Anson Funds Settles With SEC in Long-Running Short Seller Probe

The hedge fund worked with activist short seller Andrew Left, though he was not named in the case.

art-SEC-061124.jpg

Bigstock photo

More than three years after the government began its exhaustive probe of short sellers, the Securities and Exchange Commission has finally managed to charge someone: Anson Funds, a $2.5 billion hedge fund, which reached a $2.25 million settlement with the SEC over the fund’s alleged failure to tell its investors about its balance sheet arrangement with an activist short seller.

The short seller, while not named, is Citron Research’s Andrew Left, who has been the subject of a federal investigation for years but so far has not been charged with anything. In early 2021 Left discovered he was under investigation when the FBI seized computers from his home. (Left, who declined to comment, wrote the reports about the two companies that are named in the settlement.)

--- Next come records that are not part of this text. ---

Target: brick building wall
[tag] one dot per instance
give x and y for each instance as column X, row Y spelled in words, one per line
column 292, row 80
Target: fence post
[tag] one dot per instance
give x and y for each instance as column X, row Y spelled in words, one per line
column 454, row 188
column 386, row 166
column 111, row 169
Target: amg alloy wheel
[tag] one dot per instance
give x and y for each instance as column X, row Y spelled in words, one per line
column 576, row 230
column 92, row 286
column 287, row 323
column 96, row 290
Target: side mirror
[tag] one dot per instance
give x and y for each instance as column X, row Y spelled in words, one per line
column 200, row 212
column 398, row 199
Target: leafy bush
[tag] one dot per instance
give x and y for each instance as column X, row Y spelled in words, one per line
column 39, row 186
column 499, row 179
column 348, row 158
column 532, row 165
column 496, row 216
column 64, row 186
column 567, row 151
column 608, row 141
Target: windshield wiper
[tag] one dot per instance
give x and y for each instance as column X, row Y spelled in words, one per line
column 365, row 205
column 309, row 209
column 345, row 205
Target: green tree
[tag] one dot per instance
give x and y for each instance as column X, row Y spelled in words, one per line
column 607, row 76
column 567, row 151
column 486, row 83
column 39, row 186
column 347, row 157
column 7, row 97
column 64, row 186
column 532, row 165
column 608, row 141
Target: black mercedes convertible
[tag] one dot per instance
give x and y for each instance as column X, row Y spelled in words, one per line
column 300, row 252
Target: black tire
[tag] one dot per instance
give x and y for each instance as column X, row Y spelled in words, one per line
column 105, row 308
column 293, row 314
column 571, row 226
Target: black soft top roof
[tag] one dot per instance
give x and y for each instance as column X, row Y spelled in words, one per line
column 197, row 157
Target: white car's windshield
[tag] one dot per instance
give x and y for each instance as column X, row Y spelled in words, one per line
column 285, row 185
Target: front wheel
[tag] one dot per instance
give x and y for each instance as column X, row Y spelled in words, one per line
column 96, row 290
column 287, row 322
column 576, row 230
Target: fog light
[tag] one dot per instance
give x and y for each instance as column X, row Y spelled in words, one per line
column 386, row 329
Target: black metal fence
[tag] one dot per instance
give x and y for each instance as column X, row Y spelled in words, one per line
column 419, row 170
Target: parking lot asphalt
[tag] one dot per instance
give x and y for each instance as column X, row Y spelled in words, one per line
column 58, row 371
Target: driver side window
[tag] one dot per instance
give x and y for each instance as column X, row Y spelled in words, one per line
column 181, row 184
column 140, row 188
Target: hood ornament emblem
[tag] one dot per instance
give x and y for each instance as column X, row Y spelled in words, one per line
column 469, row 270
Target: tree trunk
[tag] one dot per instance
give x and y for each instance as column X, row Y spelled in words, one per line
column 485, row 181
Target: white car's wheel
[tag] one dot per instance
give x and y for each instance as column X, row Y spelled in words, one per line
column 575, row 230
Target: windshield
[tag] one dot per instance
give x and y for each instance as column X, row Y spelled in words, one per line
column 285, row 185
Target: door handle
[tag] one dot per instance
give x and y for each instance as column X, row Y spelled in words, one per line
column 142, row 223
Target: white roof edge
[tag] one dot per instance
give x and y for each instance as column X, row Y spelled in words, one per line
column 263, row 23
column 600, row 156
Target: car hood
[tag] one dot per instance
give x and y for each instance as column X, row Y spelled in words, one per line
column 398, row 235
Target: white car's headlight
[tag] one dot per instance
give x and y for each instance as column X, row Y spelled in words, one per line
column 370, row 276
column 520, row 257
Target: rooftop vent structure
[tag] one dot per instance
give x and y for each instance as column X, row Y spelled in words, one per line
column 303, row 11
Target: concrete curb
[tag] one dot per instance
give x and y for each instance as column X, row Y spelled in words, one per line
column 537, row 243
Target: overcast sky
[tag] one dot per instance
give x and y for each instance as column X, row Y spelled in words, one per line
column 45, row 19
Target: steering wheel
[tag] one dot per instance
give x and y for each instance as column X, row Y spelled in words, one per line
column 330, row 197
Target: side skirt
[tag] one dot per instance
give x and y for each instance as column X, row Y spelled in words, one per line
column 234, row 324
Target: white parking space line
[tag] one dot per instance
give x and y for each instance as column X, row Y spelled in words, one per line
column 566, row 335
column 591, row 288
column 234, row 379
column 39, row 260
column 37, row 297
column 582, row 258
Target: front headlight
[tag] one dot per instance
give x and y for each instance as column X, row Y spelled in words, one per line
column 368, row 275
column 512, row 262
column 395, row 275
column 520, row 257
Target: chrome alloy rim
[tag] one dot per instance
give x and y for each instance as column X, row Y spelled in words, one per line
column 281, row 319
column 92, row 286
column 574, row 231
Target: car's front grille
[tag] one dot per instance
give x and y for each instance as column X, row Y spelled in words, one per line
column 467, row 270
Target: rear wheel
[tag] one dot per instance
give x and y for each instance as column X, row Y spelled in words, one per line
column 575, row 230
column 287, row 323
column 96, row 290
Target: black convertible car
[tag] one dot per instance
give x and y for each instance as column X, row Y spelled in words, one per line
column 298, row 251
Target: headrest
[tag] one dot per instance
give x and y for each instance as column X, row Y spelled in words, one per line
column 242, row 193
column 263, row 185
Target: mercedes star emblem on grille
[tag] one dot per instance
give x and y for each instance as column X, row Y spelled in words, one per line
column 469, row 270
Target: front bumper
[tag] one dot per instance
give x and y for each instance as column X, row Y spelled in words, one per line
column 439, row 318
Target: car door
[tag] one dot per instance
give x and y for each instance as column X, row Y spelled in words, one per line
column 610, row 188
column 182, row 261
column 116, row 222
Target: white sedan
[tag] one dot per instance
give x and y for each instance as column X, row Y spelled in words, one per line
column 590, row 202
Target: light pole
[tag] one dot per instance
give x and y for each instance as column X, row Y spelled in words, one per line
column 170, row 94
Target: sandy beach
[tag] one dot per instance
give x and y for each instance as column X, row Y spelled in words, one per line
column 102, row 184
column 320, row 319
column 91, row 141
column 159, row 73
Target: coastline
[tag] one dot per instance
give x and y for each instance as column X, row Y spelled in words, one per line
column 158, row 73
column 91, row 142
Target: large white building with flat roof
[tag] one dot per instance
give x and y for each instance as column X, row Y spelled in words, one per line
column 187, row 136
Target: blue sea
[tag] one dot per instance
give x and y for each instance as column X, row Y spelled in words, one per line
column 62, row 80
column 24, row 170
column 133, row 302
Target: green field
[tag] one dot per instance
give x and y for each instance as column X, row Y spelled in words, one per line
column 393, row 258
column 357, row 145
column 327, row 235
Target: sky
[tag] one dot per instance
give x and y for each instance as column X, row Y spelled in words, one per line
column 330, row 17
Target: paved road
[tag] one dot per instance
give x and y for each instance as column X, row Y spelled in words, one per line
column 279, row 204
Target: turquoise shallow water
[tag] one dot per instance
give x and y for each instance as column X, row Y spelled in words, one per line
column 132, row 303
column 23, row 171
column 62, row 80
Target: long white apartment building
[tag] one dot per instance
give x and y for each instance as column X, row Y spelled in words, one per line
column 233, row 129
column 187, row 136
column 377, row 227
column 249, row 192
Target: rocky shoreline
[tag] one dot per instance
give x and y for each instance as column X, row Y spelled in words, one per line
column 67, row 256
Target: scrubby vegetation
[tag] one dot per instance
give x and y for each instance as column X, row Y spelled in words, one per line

Institutional Investor was the first to report the existence of balance sheet arrangements like that between Anson Funds and Left. While such arrangements have become controversial, the SEC did not allege that there was anything improper about them.

“The implication of this action is that the SEC sees no problem with ‘balance sheet arrangements’ under which funds pay activist short sellers for advance copies of reports,” said one short seller.

The minor nature of the infraction and the small size of the settlement was far from the grand hype that surrounded the investigation, which was said to involve dozens of short sellers, and numerous companies, including some blue-chip names. One fund manager called the SEC settlement with Anson “a consolation prize for some ticky tack bullshit.”

In a statement, Anson said “The SEC brought settled charges that focused on what it viewed as insufficient disclosure in our fund documents regarding Anson’s use of research consultants, the way that certain payments to a consultant relating to two short investments were recorded in Anson’s books and records in late 2018, and a compliance rule violation that is derivative of the other two charges.”

According to the SEC, Anson worked with the activist short seller to issue bearish reports on companies whose shares Anson had shorted, then Anson shared some $1.1 million in trading profits with the short activist when the stocks fell following the reports’ release. The SEC said that Anson placed its short bets before the report was published, then covered its short soon thereafter.

The SEC named two companies — cannabis companies Namaste Technologies and India Globalization Capital — both of which Citron wrote about in September and October of 2018. Namaste settled a shareholder lawsuit and renamed itself, and India Globalization Capital was eventually delisted. Citron’s report called it the “poster child of the cannabis bubble.”

The SEC did not allege that the short reports were false or defamatory or that either Anson or the short seller had manipulated the stocks by shorting them.

“Both of the companies in question were ultimately found to be engaging in deceptive business practices, and Anson’s involvement not only benefitted our own investors but also the broader market by exposing these bad actors.” Anson said in its statement.

“The short seller is an activist short publisher that presents itself to the market as an independent research firm…. that purports to expose frauds or other problematic conduct at target companies through its own website and twitter feed,” the SEC said.

Anson made its payments to the activist through a third-party intermediary, according to the SEC. It said that Anson violated the SEC’s recordkeeping provisions by inaccurately recording these payments as payments to the third-party intermediary when they were actually for the short seller.

The SEC said it has closed its investigation into Anson. But the broader federal investigation of short sellers is believed to be ongoing.